The comments of the former president of the Ennahda movement drew the ire of many MPs, including some from the ruling Islamist party.
The head of Ennahda parliamentary group Sahbi Atig hailed progress in pushing the charter, saying it will “be the pride of all Tunisian men and women”.
Chourou joined the Ennahda Council of Shura (Consultation Board) in the early 1980s and was elected in 1988 president of the Ennahda movement, a post which he held until his arrest and imprisonment in February 1991.
On January 23rd, 2012, Chourou sparked controversy during an intervention on the Constituent Assembly session when he quoted verses from the Quran urging to crack down on protesters and anyone blocking roads in Tunisia.

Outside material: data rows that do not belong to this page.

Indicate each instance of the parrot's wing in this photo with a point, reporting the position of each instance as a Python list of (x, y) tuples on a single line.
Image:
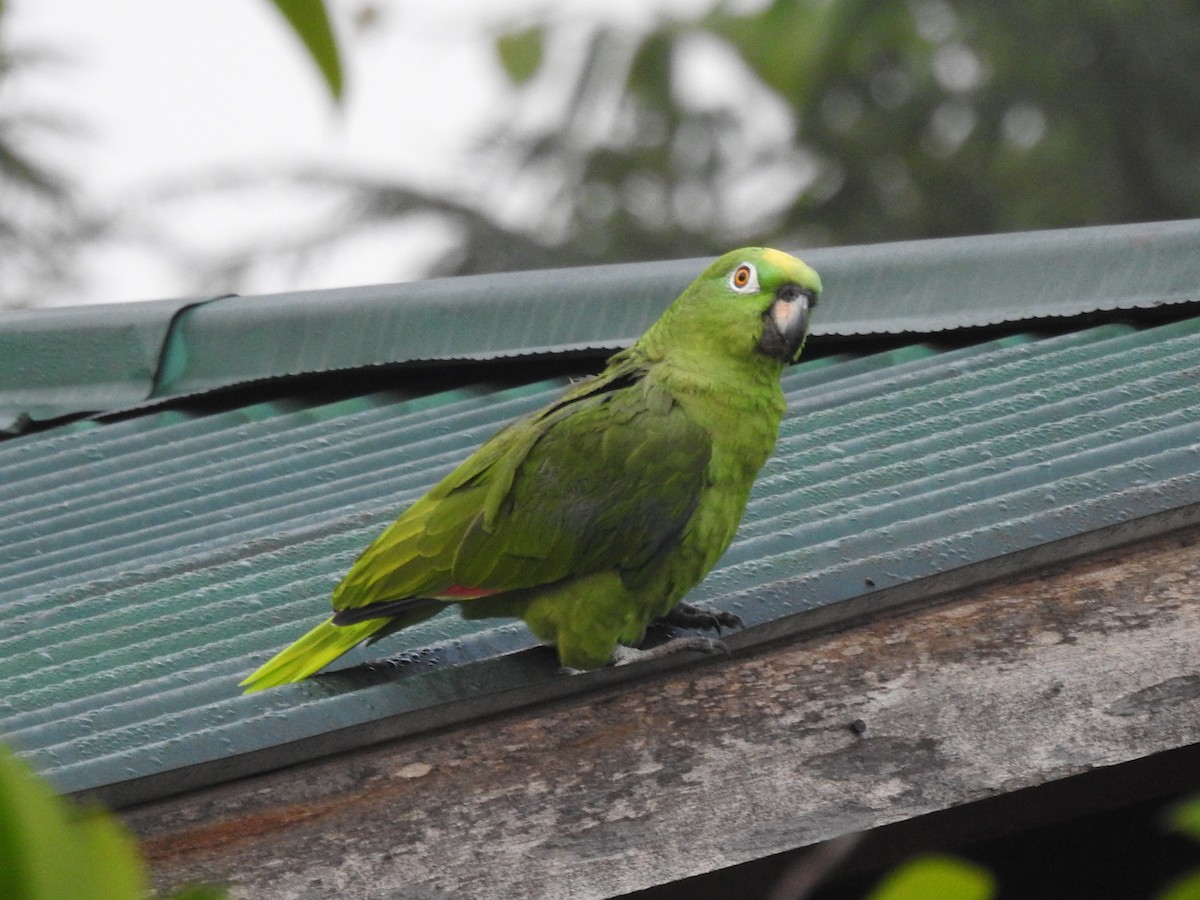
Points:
[(603, 479)]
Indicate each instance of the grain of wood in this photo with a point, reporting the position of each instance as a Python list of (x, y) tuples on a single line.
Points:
[(1015, 684)]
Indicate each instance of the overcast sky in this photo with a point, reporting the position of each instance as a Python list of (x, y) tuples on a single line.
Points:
[(167, 93)]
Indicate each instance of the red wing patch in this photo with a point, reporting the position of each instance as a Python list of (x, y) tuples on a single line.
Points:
[(460, 592)]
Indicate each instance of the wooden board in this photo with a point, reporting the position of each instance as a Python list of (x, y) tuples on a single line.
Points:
[(1015, 684)]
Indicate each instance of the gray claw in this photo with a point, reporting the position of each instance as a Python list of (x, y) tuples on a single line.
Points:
[(694, 643)]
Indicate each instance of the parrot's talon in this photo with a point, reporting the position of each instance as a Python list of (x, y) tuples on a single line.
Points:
[(688, 616), (690, 643)]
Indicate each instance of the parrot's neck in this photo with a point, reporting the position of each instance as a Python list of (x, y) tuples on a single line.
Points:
[(741, 409)]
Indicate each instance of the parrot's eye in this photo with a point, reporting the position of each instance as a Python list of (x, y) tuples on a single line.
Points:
[(744, 279)]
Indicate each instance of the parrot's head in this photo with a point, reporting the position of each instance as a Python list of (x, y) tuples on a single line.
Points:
[(750, 304)]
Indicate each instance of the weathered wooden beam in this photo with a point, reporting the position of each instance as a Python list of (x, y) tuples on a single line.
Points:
[(1014, 684)]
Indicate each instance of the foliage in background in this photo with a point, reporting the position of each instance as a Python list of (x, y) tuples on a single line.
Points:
[(858, 120), (310, 22), (935, 877), (42, 223), (942, 877), (796, 123), (51, 849), (811, 123)]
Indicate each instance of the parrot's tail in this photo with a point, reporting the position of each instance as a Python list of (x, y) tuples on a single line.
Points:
[(311, 653)]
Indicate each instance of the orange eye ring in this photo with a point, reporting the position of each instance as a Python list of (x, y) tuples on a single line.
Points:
[(744, 279)]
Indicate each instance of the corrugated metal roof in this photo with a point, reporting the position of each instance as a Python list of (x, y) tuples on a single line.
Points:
[(147, 565), (117, 357)]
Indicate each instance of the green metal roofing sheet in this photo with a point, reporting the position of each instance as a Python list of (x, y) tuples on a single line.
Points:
[(58, 363), (148, 564)]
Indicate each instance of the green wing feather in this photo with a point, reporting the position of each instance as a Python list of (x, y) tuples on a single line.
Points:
[(603, 479)]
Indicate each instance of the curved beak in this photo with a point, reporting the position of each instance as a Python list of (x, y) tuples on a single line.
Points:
[(786, 323)]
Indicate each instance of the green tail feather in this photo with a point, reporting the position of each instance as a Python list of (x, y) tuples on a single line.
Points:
[(311, 653)]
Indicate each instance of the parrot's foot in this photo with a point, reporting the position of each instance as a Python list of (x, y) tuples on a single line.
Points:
[(690, 643), (688, 616)]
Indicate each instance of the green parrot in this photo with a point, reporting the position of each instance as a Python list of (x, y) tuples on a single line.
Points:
[(594, 516)]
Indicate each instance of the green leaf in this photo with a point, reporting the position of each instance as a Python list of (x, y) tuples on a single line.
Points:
[(310, 21), (1186, 888), (936, 879), (521, 53), (1186, 817), (52, 850)]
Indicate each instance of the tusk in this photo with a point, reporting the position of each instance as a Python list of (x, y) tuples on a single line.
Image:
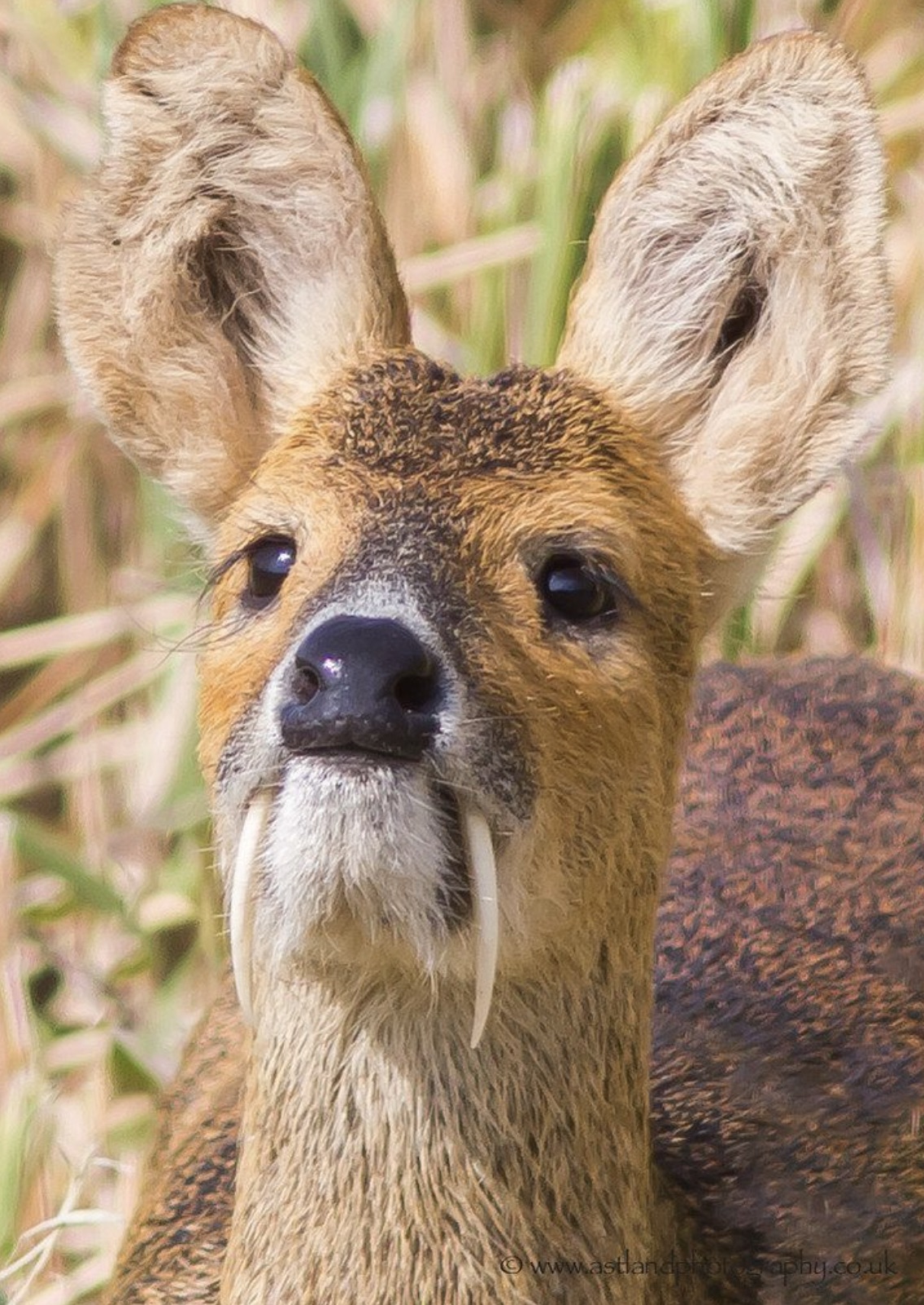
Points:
[(483, 871), (241, 924)]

Tunis Tunisian lawmakers will review the final articles of a draft constitution on Sunday, the vice-president of the assembly said, as they inch closer to a vote over the long-delayed charter.
Lawmakers pushed through another 15 articles on Saturday and will examine the final ones on Sunday afternoon, said the National Constituent Assembly Vice-President Meherzia Labidi.
The assembly is pushing ahead with adoption of the long-delayed new constitution, examining it article by article, as required before a vote on the whole text can take place.
A two-thirds majority of parliament’s 217 elected members is then needed to adopt the charter and avoid it being put to a referendum.
Articles approved on Saturday included ones concerning decentralisation.
Often sharp differences between the majority Islamist Ennahda party and the secular opposition have repeatedly obstructed the process, which was due to be completed by January 14, the third anniversary of the revolution that toppled Zine El Abidine Ben Ali.
Adopting the new constitution is seen as key to getting Tunisia’s democratic transition back on track, after a political crisis triggered by the assassination of an opposition MP last year by suspected militants.
Earlier on Friday, Tunisia’s parliament ratified a crucial chapter in the new constitution defining the powers of the judiciary, and began examining the 30 articles that remain before it can be adopted.
After approving articles on the creation and prerogatives of the constitutional court, they completed the chapter on the judiciary, defining the legal profession as “free and independent, and which participates in the realisation of justice and the defence of rights and freedoms.”